Most likely you can't, unless your income is so high you'd qualify for mortgages on  both homes .

I'm going to take a guess that the numbers won't work.

The only thing you can do (besides all the typical advice to try for a loan modification, short sale, etc) is to sell first  and pay off the mortgage.
In order to do that, you wll need to come to the closing table with cash in hand to make up the loss and pay off the loan.

If you don't have the cash to do that, then I am afraid for now you need to remain where you are.

There is no easy answer for you , or magic wand that can make this happen.

Unfortunately, you are not alone, and so many are in the same boat.
I hope your credit is stil good, and you can continue to pay your current mortgage.
 If so, then you're one of the lucky ones!
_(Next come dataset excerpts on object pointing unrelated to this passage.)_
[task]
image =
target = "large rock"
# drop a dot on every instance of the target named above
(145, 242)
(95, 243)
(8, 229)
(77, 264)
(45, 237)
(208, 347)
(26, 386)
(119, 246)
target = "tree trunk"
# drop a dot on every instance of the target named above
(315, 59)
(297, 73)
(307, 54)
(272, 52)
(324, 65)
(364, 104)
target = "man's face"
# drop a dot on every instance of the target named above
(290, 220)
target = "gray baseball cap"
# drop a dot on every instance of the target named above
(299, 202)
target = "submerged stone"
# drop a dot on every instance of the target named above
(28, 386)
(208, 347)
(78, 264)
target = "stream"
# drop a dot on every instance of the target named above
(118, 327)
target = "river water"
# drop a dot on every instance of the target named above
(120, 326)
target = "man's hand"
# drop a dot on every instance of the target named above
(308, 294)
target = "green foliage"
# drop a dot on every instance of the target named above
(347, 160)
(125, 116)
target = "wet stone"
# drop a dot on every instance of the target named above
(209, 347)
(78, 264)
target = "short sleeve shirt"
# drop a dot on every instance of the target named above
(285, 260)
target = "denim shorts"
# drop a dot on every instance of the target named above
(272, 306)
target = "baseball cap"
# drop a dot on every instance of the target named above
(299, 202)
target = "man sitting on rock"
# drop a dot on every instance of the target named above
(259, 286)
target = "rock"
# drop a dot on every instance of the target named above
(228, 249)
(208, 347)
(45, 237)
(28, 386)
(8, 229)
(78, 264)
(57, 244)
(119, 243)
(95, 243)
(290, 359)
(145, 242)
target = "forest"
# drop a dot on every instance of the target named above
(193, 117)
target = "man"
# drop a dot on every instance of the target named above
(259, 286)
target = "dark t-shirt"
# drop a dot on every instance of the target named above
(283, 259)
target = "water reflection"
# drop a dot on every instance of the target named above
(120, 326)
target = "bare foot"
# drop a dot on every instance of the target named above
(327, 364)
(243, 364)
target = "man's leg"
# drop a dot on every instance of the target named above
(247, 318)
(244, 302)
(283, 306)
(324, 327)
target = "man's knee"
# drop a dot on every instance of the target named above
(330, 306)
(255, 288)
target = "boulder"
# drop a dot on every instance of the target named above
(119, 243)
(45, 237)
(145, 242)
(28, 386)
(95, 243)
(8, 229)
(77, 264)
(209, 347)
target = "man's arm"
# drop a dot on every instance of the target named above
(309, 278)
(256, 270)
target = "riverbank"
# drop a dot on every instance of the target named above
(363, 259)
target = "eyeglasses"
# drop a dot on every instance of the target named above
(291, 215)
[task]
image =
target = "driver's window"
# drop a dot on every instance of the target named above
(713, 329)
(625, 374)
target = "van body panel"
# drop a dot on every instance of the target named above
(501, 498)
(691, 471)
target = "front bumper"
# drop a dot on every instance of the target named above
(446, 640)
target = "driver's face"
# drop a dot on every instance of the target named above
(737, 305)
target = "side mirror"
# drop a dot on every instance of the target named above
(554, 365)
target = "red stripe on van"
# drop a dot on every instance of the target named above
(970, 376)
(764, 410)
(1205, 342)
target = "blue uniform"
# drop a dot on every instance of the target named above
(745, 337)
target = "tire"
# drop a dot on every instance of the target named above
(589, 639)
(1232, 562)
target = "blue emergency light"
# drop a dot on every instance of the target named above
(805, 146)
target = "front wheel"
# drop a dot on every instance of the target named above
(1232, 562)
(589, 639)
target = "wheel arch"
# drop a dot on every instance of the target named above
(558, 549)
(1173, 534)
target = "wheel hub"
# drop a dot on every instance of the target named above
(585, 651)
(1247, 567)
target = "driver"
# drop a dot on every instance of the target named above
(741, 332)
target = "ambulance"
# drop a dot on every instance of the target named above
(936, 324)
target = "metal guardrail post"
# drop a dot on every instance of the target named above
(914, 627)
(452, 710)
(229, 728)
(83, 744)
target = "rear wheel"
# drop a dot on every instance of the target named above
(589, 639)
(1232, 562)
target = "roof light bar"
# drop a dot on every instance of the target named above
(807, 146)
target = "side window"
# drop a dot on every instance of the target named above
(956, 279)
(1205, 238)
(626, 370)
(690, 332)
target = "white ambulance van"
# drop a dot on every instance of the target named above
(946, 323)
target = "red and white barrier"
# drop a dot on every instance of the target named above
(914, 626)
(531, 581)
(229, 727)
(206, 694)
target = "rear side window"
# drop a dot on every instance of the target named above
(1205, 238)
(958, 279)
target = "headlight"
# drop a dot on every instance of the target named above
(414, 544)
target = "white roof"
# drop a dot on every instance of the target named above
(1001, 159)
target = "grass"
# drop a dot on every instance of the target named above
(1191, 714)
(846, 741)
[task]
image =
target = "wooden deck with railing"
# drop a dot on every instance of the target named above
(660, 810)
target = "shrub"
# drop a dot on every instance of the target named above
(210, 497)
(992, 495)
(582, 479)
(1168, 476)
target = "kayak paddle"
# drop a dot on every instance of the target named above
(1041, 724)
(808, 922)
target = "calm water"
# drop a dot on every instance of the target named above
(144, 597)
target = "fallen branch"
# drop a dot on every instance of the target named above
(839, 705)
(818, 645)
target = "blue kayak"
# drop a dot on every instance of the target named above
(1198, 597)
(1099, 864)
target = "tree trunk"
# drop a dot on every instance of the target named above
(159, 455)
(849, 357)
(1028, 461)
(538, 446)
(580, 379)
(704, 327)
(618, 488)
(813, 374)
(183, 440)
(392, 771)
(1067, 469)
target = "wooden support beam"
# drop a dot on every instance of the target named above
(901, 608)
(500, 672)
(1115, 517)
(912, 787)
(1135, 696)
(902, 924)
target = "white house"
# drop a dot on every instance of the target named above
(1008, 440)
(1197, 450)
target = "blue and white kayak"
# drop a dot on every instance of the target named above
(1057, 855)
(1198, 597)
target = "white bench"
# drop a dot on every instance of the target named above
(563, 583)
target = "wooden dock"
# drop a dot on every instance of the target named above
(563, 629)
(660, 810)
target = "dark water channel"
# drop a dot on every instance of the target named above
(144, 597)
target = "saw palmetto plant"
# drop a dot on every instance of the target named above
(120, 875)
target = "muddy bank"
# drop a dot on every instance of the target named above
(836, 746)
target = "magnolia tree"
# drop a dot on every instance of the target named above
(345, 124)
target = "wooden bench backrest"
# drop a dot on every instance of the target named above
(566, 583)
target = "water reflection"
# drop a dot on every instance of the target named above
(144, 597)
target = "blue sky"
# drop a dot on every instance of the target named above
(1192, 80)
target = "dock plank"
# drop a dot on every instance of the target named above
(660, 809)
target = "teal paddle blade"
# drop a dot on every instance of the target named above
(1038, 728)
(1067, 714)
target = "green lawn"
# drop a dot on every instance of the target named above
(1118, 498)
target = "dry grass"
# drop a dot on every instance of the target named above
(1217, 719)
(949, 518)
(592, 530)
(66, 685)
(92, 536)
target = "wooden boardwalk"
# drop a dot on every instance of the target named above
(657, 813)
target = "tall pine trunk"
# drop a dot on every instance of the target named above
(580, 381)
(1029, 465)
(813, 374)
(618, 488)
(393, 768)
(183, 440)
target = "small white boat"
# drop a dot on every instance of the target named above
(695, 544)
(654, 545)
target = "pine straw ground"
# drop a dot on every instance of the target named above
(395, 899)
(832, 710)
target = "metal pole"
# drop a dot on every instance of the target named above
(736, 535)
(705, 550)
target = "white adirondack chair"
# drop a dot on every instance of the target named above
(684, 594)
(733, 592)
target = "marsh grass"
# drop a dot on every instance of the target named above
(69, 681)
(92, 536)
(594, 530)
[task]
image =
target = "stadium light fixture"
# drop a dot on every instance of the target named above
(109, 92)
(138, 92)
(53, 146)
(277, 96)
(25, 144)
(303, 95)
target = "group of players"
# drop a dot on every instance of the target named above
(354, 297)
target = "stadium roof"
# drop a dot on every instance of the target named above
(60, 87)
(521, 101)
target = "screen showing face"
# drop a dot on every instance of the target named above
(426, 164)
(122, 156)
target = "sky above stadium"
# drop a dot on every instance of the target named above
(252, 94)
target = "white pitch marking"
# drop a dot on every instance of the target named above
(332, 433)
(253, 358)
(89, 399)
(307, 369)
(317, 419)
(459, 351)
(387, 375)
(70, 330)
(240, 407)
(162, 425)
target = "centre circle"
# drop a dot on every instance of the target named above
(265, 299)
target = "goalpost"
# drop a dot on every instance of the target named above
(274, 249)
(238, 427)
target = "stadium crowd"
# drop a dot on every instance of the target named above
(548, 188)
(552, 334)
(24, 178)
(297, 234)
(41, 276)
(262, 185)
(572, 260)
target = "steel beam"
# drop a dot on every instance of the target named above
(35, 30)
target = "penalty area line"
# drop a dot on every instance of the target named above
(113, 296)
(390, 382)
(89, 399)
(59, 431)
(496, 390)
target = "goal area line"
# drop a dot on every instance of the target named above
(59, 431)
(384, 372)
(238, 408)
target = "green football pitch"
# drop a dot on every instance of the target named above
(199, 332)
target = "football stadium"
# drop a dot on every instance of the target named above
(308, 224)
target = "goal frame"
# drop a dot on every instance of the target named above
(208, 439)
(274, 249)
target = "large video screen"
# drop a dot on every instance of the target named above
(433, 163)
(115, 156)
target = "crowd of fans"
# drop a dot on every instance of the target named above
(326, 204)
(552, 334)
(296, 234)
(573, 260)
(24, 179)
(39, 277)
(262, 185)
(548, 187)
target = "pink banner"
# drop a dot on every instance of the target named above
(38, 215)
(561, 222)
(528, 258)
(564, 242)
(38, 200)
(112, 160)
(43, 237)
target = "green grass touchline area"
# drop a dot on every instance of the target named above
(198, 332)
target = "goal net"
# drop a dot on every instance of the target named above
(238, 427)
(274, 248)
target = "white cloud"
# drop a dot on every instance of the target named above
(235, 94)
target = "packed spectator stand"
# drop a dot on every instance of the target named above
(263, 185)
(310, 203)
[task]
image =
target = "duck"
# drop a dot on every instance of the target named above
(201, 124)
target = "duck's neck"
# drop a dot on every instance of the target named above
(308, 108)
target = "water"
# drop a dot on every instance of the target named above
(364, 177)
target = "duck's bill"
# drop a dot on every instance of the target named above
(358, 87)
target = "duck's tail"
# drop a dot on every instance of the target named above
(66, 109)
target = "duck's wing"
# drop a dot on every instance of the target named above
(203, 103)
My friend's son was in the same position.
His "way out" of it  was to rent out his condo (at a loss of $500 a month) and then buy his single family home.
He had a nice down payment for the new home, and could handle the additional $500 a month to cover the deficit in rent.

In my opinion, that puts him on thin financial ice, as once the lease is up in a year.....he will be worrying about finding a new tenant, and might wind up carrying 2 houses at once.
I would have advised him to bite the bullet, bring money to the table (part of which he used for the down payment) and sell the condo now...be done with it........not have it hanging over his head. I would have advised him to then rent for a year and rebuild his savings.

Could you handle going the rental route??

I am sure the thought entered your mind to simply just walk away...........that's up to you, but there might be financial repercussions to deal with, and certainly your credit will suffer.There's still the issue of qualifying for a new loan.

Sorry, but you might be better off for now staying where you are.
You may also not have any other legitimate options.

Sorry - wish I had a better solution for your problem.